Thanks to Catherine J Gardner for the shout-out over on her blog. Here’s a quick post for all the newcomers. Feel free to discuss, and disagree.
Modern horror films get a bad wrap. Don’t get me wrong 95% of them deserve it. Sequels seem to have an even worse reputation. It occurred to me, as I discussed the advent of the new 3D Final Destination sequel with a friend, that some of the best horror movies (definitely not the best, mind you) of the last few years, had been sequels to slightly lamer movies.
Case and point: Final Destination 2 the movie that takes the premise of the first film and runs with it. The original was a perfectly harmless way to kill a few hours, but the sequel doubled the body count, quadrupled the blood, and added a few laughs, to make it one of the best times you can have watching annoying people die horribly.
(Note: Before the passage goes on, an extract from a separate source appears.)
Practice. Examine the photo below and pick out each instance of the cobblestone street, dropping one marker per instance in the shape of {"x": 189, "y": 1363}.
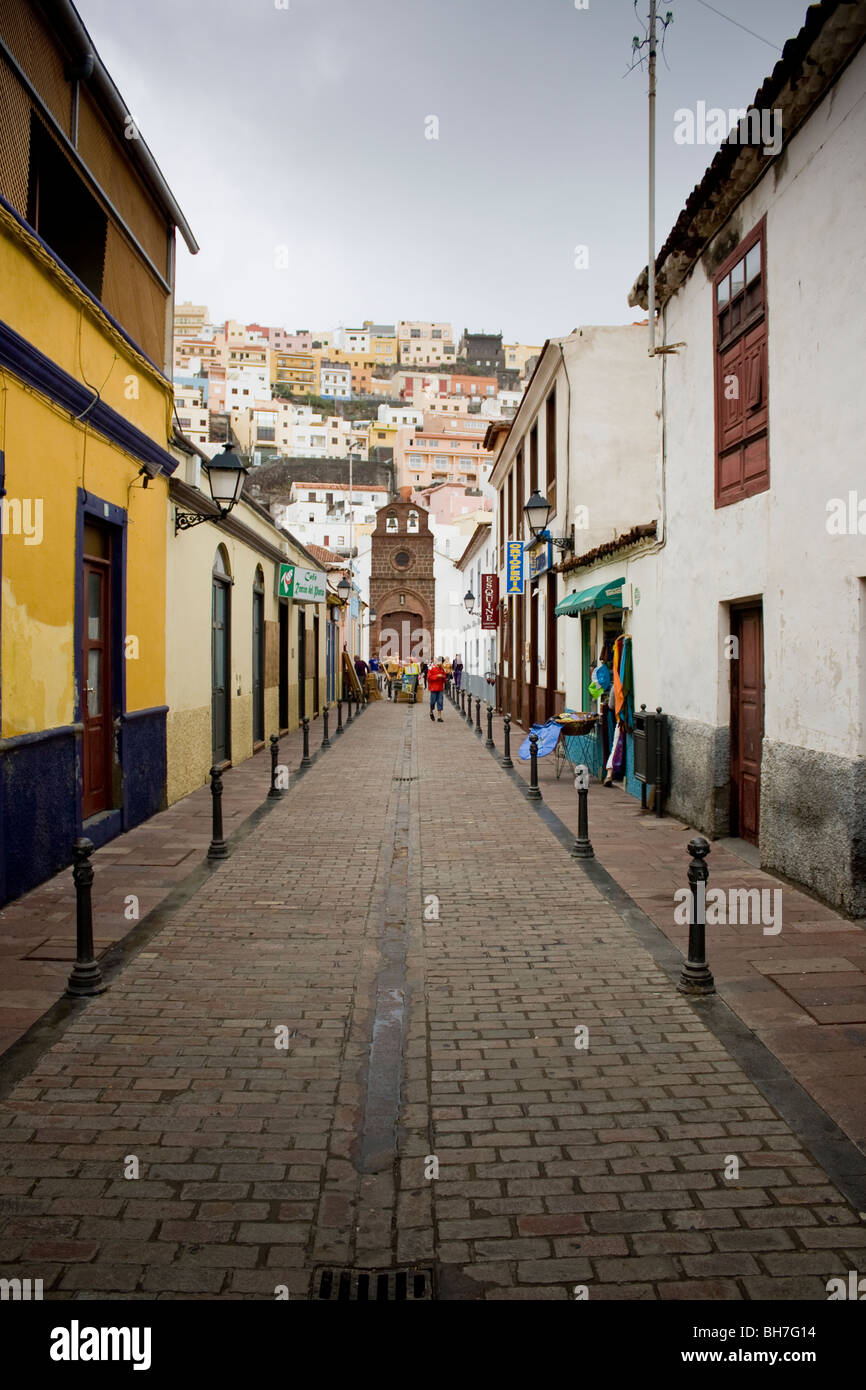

That said, the third film was a big steaming pile of suck, proving that there really is no formula to these things.
Another flick I think is criminally underrated is Eli Roth’s Hostel: Part II. I didn’t even like the first one, I thought the protagonists were too annoying to care about but the violence was so “serious” that Roth was obviously expecting us to. Tonally the second one hits the mark perfectly, it is a very dark film with tiny glimmers of gallows humor. By replacing the intolerable frat guys from the first film with three (not nearly as offensive) girls Roth runs the risk of his crowd crying misogyny, but I think it is apparent to anyone that has seen the film that he pays very close attention to the violence, making it sad and sickening when it needs to be. Another thing the film does right is the casting of “real” actors; stage actor Roger Bart (I saw this dude as Snoopy in You’re A Good Man Charlie Brown, how strange is that after seeing this flick?) chews the scenery and adds a touch of class bereft of most horror movies. It’s a real bummer that this was such a commercial flop.
Rob Zombie would seem to be the most controversial figures working in the genre today. I would say his first film (House of 1ooo Corpses) is a little bit of a mess, and his latest (Halloween) is a LOT a bit of a mess. But his second film, The Devil’s Rejects, which is a quasi-sequel to his first, is absolutely fantastic. Straddling the line between original and Tarantino-esque pastiche, Reject’s is at once fun, disturbing and genuinely exciting. This is Zombie at his most disciplined (the cameos don’t get entirely out of hand, the Southern-fried dialogue actually fits, and the soundtrack is fantastic) and re-watching it makes one hold out (a little) hope for his upcoming Halloween sequel, because as it shows he is capable of making great films, though he doesn’t always.
None of these movies re-invent the wheel, but they all deserve far more respect than the number 2 usually implies.